D.Réalisation des droits et respect des obligations énoncées dans la Convention, diffusion et suivi
51. Le Comité tient à rappeler les obligations que les États ont contractées en devenant parties à la Convention et, à cet égard, engage l’État partie à veiller à ce que toutes les mesures qu’il adopte, quelles que soient leur nature et l’autorité dont elles émanent, soient pleinement conformes à la Convention et à d’autres instruments internationaux pertinents.
52.Le Comité tient également à souligner l’effet particulièrement cruel qu’ont les disparitions forcées sur les femmes et les enfants qu’elles touchent. Les femmes soumises à une disparition forcée sont particulièrement vulnérables à la violence sexuelle et aux autres formes de violence fondée sur le genre. Les femmes parentes d’une personne disparue sont particulièrement susceptibles d’être gravement défavorisées sur les plans économique et social et de subir des violences, des persécutions et des représailles du fait des efforts qu’elles déploient pour localiser leur proche. Les enfants victimes d’une disparition forcée, qu’ils y soient soumis eux-mêmes ou qu’ils subissent les conséquences de la disparition d’un membre de leur famille, sont particulièrement exposés à de nombreuses violations des droits humains, notamment la substitution d’identité. C’est pourquoi le Comité insiste particulièrement sur la nécessité, pour l’État partie, de tenir systématiquement compte des questions de genre et des besoins particuliers des femmes et des enfants lorsqu’il applique les recommandations figurant dans les présentes observations finales et qu’il donne effet aux droits et obligations énoncés dans la Convention.
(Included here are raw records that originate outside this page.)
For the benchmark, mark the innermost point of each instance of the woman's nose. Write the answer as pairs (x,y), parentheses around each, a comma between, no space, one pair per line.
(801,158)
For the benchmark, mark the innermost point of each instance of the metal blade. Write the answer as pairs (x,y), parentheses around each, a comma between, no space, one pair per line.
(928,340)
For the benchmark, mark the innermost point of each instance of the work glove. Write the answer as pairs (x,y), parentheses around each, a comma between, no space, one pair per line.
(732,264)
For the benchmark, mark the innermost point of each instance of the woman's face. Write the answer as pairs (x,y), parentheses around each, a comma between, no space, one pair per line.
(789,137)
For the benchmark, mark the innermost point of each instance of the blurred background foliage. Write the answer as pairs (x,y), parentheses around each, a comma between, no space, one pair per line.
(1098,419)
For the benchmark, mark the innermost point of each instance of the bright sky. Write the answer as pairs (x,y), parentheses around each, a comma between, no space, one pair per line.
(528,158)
53. L’État partie est invité à diffuser largement la Convention, le rapport qu’il a soumis en application de l’article 29 (par. 1) de la Convention, ses réponses écrites à la liste de points établie par le Comité et les présentes observations finales, en vue de sensibiliser les autorités judiciaires, législatives et administratives, la société civile, les organisations non gouvernementales actives dans le pays et le grand public. Le Comité encourage aussi l’État partie à promouvoir la participation de la société civile, en particulier les associations de familles de victimes, à l’action menée pour donner suite aux présentes observations finales.
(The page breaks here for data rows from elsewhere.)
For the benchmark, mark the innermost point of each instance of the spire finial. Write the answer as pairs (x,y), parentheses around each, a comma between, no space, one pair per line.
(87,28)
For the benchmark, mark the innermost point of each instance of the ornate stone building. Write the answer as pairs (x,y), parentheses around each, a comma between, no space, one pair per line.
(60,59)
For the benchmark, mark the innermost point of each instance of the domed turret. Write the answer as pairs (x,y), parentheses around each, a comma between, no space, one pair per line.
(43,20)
54. Eu égard à l’article 29 (par. 3) de la Convention, le Comité demande à l’État partie de lui soumettre, au plus tard le 4 octobre 2028, des informations précises et à jour sur la suite donnée à toutes ses recommandations, ainsi que tout renseignement nouveau touchant l’exécution des obligations énoncées par la Convention. Le Comité encourage l’État partie à consulter la société civile, en particulier les associations de familles des victimes, dans le cadre de la compilation de ces informations, sur le fondement desquelles le Comité déterminera s’il demandera des renseignements complémentaires au titre de l’article 29 (par. 4) de la Convention.